1. *Caution: Knowledge connector settings are not currently included when exporting, importing, or restoring agents.*
Make sure you have enabled *Beta* features in settings.
1. Select *Knowledge* from the left menu.
1. Create a Knowledge Base: **Airports**
1. Add the following Knowledge Base **FAQs**, as **text/html** documents:
* https://www.panynj.gov/port-authority/en/help-center/faq/airports-faq-help-center.html
* https://www.schiphol.nl/en/before-you-take-off/
* https://www.flysfo.com/faqs
1. As a response it requires the following custom payload:
```
{
"knowledgebase": true,
"QUESTION": "$Knowledge.Question[1]",
"ANSWER": "$Knowledge.Answer[1]"
}
```
1. And to make the Text to Speech version of the answer working add the following Text SSML response:
```
$Knowledge.Answer[1]
```
# Deploy with App Engine Flex
This demo makes heavy use of websockets and
the microphone `getUserMedia()` HTML5 API requires
to run over HTTPS. Therefore, I deploy this demo
with a custom runtime, so I can include my own **Dockerfile**.
1. Edit the **app.yaml** to tweak the environment variables.
Set the correct Project ID.
1. Deploy with: `gcloud app deploy`
1. Browse: `gcloud app browse`
# Examples
The selfservice kiosk is a full end to end application.

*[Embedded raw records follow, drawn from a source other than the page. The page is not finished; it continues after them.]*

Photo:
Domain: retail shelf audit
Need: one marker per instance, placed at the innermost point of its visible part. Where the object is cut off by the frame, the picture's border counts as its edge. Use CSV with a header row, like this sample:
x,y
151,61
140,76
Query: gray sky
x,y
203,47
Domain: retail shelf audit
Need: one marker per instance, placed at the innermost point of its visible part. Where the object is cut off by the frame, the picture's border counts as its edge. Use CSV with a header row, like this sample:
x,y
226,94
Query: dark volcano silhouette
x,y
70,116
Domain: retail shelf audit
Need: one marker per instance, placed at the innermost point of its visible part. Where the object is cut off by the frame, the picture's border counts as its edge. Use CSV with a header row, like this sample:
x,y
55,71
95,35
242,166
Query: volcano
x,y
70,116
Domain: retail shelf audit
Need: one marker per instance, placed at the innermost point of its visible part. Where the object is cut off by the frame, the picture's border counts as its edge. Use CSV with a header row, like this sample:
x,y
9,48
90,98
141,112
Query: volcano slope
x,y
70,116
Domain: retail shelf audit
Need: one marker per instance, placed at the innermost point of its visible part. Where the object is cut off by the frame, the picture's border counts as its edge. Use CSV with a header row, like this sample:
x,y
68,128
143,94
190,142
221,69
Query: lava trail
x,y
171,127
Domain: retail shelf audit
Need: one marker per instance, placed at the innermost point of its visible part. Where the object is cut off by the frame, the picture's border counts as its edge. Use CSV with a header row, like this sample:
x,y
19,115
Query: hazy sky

To showcase smaller examples, I've created 6 small demos. Here's how you can get these running:
1. Install the required libraries, run the following command from the *examples* folder:
`npm install`
2. Start the simpleserver node app:
`npm --EXAMPLE=1 --PORT=8080 --PROJECT_ID=[your-gcp-project-id] run start`
To switch to the various examples, edit the EXAMPLE variable to one of these:
* Example **1**: Dialogflow Speech Intent Detection
* Example **2**: Dialogflow Speech Detection through streaming
* Example **3**: Dialogflow Speech Intent Detection with Text to Speech output
* Example **4**: Speech to Text Transcribe Recognize Call
* Example **5**: Speech to Text Transcribe Streaming Recognize
* Example **6**: Text to Speech in a browser
3. Browse to http://localhost:8080. Open the inspector, to preview the
Dialogflow results object.
The code required for these examples can be found in **simpleserver.js** for the different Dialogflow & STT calls. - **example1.html** - **example5.html** will show the client-side implementations.
# License
Apache 2.0
This is not an official Google product.